# glock 23



## punkinabox (Oct 27, 2009)

any thoughts on a glock 23? looking into purchasing one just looking for some honest opinions. thanks all 
oh yea heard it has a hefty recoil is that true?


----------



## jeffreybehr (Feb 10, 2009)

Have you read the forum you just posted in? There must be thousands of words about the 23.


----------



## billd (Dec 20, 2009)

Great gun. Shoots very true.


----------



## hideit (Oct 3, 2007)

i would rather have a glock 19 rather than the 23
the pressurers are just too high and the 9mm is much cheaper to shoot and practice with


----------



## jeffreybehr (Feb 10, 2009)

hideit said:


> the (SIC) pressurers (SIC) are just too high and the 9mm is much cheaper to shoot and practice with (SIC)
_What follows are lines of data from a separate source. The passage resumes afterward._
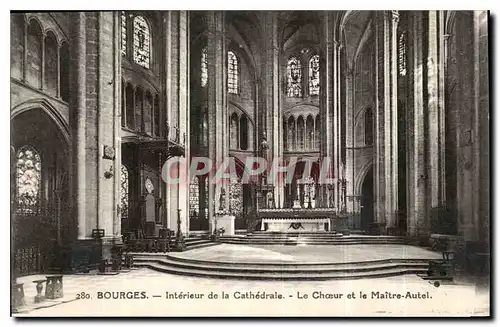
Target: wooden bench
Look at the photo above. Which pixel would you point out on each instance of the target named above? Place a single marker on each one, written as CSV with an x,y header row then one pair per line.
x,y
54,288
17,295
440,270
39,297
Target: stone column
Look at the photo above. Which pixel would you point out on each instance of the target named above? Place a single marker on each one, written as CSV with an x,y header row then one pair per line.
x,y
337,128
328,104
480,145
116,138
270,105
435,117
108,124
386,150
170,209
218,149
417,222
183,113
350,146
78,121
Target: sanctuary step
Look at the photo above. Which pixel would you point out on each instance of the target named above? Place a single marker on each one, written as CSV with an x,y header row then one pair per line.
x,y
304,238
280,271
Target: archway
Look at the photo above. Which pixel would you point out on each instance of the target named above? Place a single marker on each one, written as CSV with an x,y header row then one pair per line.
x,y
367,200
39,183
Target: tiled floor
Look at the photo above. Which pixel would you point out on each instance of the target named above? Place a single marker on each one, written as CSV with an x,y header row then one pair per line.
x,y
443,301
308,253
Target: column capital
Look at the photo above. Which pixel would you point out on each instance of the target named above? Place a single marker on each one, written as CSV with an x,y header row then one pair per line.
x,y
395,16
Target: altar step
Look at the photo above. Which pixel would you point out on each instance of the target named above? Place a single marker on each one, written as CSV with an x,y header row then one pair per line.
x,y
196,243
311,240
280,270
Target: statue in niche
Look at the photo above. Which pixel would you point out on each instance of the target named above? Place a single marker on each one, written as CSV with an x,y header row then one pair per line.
x,y
222,199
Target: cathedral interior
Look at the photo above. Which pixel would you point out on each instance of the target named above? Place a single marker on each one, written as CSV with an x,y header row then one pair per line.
x,y
397,101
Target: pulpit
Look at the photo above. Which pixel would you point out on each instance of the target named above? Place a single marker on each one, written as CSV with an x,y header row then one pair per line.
x,y
297,220
227,223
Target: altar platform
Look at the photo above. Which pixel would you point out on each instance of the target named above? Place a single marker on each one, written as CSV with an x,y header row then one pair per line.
x,y
299,219
306,262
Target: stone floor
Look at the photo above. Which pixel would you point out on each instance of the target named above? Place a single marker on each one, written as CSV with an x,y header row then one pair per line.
x,y
308,253
446,300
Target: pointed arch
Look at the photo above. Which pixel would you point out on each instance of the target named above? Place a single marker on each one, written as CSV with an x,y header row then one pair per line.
x,y
50,58
28,179
314,75
234,131
294,77
142,42
34,53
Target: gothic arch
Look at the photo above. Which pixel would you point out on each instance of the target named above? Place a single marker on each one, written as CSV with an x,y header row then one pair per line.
x,y
360,176
49,110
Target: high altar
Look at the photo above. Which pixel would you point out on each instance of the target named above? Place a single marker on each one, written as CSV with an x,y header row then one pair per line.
x,y
297,219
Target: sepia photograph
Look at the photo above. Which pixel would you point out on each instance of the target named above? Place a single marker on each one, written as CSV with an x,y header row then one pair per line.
x,y
265,163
Too high for what? The 40 will deliver the same energy as a 9 with LOWER chamber pressure and more energy at the same pressure.


----------



## punkinabox (Oct 27, 2009)

I already have a G17 so now i want a compact with a little more bang. isnt it true i can get a 9mm conversion barrel for a 23?


----------



## SaltyDog (Jan 1, 2009)

Yes it is true you can get a conversion barrel for the G23. I have one from Barsto and it works just fine. I like the 40S&W also and ammo prices are falling for them. Also the 40S&W are available at most locations that don't have 9mm ammo.


----------